Parte la sperimentazione con visori 3D per interventi in anestesia locale: possibile applicazione su circa 250 procedure ogni anno
Innovazione tecnologica e centralità del paziente si incontrano all’Azienda Ospedaliera di Terni. Al Santa Maria è iniziata la fase di sperimentazione della terapia immersiva con realtà virtuale in sala operatoria, un progetto attivo da alcune settimane all’interno della Chirurgia Vascolare.
L’iniziativa nasce in risposta al crescente numero di interventi effettuati in anestesia locale, anche per procedure di elevata complessità.
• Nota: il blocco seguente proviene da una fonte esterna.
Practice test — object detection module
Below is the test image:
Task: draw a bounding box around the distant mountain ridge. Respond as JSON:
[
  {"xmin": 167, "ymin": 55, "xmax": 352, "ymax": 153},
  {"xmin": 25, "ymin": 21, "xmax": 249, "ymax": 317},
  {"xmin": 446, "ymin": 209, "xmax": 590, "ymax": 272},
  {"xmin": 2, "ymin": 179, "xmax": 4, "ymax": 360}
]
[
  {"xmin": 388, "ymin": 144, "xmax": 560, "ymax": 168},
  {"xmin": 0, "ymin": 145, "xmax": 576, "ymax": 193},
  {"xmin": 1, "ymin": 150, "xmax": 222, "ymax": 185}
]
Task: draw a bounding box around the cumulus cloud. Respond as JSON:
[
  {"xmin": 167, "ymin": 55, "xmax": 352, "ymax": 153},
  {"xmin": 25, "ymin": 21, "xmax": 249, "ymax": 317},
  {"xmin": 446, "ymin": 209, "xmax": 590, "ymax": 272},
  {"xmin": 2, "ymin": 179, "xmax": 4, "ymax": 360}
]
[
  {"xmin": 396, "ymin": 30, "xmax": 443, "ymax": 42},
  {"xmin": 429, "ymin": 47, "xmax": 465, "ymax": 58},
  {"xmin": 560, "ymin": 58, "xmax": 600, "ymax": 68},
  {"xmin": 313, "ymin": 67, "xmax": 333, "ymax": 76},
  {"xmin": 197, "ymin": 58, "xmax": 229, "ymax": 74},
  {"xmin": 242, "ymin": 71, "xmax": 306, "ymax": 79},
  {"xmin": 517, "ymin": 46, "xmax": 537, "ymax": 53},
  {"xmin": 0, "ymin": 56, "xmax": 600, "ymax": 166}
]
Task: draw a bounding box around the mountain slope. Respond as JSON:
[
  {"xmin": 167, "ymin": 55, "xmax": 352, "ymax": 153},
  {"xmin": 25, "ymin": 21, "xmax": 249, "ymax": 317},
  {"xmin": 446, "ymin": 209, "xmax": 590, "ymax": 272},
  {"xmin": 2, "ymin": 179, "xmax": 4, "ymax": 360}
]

In questo contesto, l’utilizzo di visori 3D rappresenta un supporto terapeutico innovativo, in grado di migliorare il comfort del paziente durante l’atto chirurgico, favorendo una maggiore tollerabilità dell’intervento.
La terapia immersiva punta a ridurre ansia, stress e percezione del dolore attraverso un’esperienza multisensoriale che coinvolge il paziente a livello emotivo. L’obiettivo è accompagnare la persona in un percorso di cura più sereno, dimostrando come l’attenzione all’aspetto umano resti una priorità anche in presenza di tecnologie mediche sempre più avanzate.
La sperimentazione è attualmente in corso presso la Struttura Complessa di Chirurgia Vascolare, diretta dal dottor Paolo Ottavi. Le prospettive future indicano un possibile utilizzo della realtà virtuale in circa 250 interventi l’anno, in particolare per procedure mini invasive legate alla patologia arteriosa, come la correzione degli aneurismi dell’aorta addominale, la patologia ostruttiva degli arti inferiori e i trattamenti flebologici della malattia venosa cronica.
Qualora i risultati della sperimentazione confermassero l’efficacia del metodo, la terapia immersiva potrebbe essere estesa anche ad altri ambiti assistenziali. Tra questi, i reparti in cui i pazienti vengono sottoposti a terapie infusive che richiedono diverse ore di permanenza. Il progetto rientra nei percorsi di umanizzazione delle cure e contribuisce a migliorare la percezione dei tempi di trattamento, rendendoli meno gravosi grazie alla fruizione di contenuti multimediali. Determinante, per l’avvio dell’iniziativa, la collaborazione con associazioni del territorio come “I Pagliacci”, che hanno donato i visori.
I dispositivi utilizzati sono progettati per adattarsi alle esigenze individuali dei pazienti e consentono di selezionare scenari virtuali personalizzati in base allo stato emotivo e fisico. Gli ambienti immersivi a 360 gradi, accompagnati da immagini e suoni, sono studiati per distogliere l’attenzione da dolore e fattori di stress.
«Il Santa Maria di Terni – sottolinea il direttore sanitario Domenico Montemurro – continua a investire in soluzioni innovative ad alto impatto umano. La realtà immersiva può fare la differenza nella vita delle persone e rappresentare un valido supporto anche in ambito di telemedicina». La Chirurgia Vascolare dell’ospedale ternano si conferma inoltre un punto di riferimento per efficienza e qualità, grazie al lavoro in équipe multidisciplinari con Radiologia Interventistica, Cardiochirurgia e Neurochirurgia, contribuendo allo sviluppo della rete ospedaliera regionale.
Il dottor Ottavi ha espresso infine un ringraziamento alla propria équipe, evidenziando come professionalità e attenzione al paziente costituiscano il valore distintivo del reparto e il motore di un percorso di cura sempre più moderno e appropriato.